The primary mitigation was spectral separation: quantum photons in the O-band at 1324 nm, classical traffic in the C-band at 1561 nm. A Mux/Demux system combined and separated the signals at each end of the fiber loop. We also inserted a 12 nm bandpass filter at the tomography station to suppress residual classical light reaching the single-photon detectors.
The residual performance impact is consistent with the known physics of inter-channel crosstalk, and is addressable with improved filtering in future system iterations. The more important point is that co-propagation worked: quantum teleportation succeeded on a fiber simultaneously carrying live commercial data.
How was Qunnect’s Carina platform integrated into Deutsche Telekom’s existing network?
Carina is rack-mounted, room-temperature hardware that fits into a standard telecom data center. In Berlin, the hardware was deployed directly at T-Labs' Quantum Lab and connected to Deutsche Telekom's existing fiber. Operator control in this context means Deutsche Telekom's team could monitor and run the quantum link as part of their operational network. Carina’s stabilization runs automatically, maintaining signal quality without requiring a physicist on-site.

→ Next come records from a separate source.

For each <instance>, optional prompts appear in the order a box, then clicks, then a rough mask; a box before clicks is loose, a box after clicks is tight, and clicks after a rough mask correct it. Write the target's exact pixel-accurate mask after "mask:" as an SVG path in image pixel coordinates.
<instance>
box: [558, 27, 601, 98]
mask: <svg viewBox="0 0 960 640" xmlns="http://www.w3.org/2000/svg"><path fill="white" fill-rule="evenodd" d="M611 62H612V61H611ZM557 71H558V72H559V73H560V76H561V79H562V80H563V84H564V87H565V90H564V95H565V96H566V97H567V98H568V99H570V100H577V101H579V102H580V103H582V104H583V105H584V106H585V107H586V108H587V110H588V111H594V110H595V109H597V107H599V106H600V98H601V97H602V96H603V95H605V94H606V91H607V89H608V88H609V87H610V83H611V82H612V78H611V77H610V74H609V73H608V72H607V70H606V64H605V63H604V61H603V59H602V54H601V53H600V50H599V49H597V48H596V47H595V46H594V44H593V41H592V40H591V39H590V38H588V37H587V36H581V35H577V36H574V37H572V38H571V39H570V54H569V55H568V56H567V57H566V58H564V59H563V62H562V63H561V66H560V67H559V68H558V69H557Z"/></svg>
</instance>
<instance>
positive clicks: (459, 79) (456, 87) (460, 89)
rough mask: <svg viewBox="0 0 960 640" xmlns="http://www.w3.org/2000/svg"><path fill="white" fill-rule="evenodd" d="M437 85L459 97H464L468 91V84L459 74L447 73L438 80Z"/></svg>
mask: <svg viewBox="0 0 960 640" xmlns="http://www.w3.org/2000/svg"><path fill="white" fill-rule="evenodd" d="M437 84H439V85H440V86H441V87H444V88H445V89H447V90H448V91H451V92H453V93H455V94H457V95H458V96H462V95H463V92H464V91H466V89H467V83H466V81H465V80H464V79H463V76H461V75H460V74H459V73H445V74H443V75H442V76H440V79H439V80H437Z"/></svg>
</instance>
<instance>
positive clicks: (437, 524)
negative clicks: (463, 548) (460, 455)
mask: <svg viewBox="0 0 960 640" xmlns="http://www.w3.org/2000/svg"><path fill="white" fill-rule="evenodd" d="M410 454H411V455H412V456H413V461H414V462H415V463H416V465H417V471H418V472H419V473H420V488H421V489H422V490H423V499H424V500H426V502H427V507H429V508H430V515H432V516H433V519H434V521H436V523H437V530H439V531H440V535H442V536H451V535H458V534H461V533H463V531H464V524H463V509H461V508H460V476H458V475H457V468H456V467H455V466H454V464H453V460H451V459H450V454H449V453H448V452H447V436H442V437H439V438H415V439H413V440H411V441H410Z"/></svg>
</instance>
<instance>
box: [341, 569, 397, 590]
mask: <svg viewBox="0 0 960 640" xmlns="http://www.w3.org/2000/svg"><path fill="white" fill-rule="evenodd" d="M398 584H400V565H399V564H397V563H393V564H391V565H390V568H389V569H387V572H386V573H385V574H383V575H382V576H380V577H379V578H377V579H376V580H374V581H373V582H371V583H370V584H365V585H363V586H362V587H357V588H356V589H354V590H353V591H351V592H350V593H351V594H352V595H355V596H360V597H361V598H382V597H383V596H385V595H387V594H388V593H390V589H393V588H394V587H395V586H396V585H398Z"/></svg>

How will the wavelength choice shape future interfaces between your network and quantum computing or sensing platforms?
Carina’s entanglement source was designed with future quantum devices in mind. It generates photons at a wavelength that is natively compatible with a range of emerging quantum platforms while simultaneously sending a companion photon through standard telecom fiber with low loss. That means Carina can serve as the bridge between quantum devices and the fiber network without requiring additional conversion hardware.
As you move toward deployable quantum teleportation services, which concrete service models are you prioritizing?
Quantum teleportation unlocks several distinct service categories: distributed quantum computing, quantum cryptography, secure cloud-based quantum services including quantum data centers, and networks of highly sensitive quantum sensors. The immediate commercial opportunity is in the infrastructure layer, enabling telecom operators like Deutsche Telekom to offer quantum-secured links and distribute quantum resources to enterprise customers over their existing fiber.
In the upcoming multi-node teleportation tests on the Berlin testbed, what will you focus on?
Entanglement swapping is at the heart of addressing the routing challenges. Qunnect was able to demonstrate this year with Cisco that its entanglement source produces high-quality pairs of entangled photons that can be deployed at nodes throughout a metro-scale network. Independent entanglement sources working with high-purity entangled photons can support an architecture where these sources would be at every node and swapping would be the mechanism to route information across a network.
What types of collaboration between operators, technology providers, and academia are most critical to move from demos to commercial quantum networking services?
The quantum internet and similar quantum breakthroughs can’t happen without quantum networks. We need ecosystems to collaborate, with operators, technology providers, and academia all pulling in the same direction. That's the model Qunnect is already running with Deutsche Telekom on carrier-grade deployment, CERN and Montana State on research and scientific infrastructure, Cisco on enterprise data centers, and in Albuquerque on regional ecosystem development. The demo-to-service gap closes when all three are at the table.
About the Speaker

Noel is the CEO of Qunnect, a company pioneering hardware to transform the existing telecom infrastructure into quantum networks for distributed entanglement applications. Prior to this role, she was an investor with the Accelerate NY Seed Fund, where she built a successful portfolio of deep technology and life science companies in Downstate NY. Noel is a serial entrepreneur, having founded/led two biotech startup companies. Before joining the startup community, Noel was a professor of physics at Hunter College, CUNY and a Junior Fellow of Harvard University.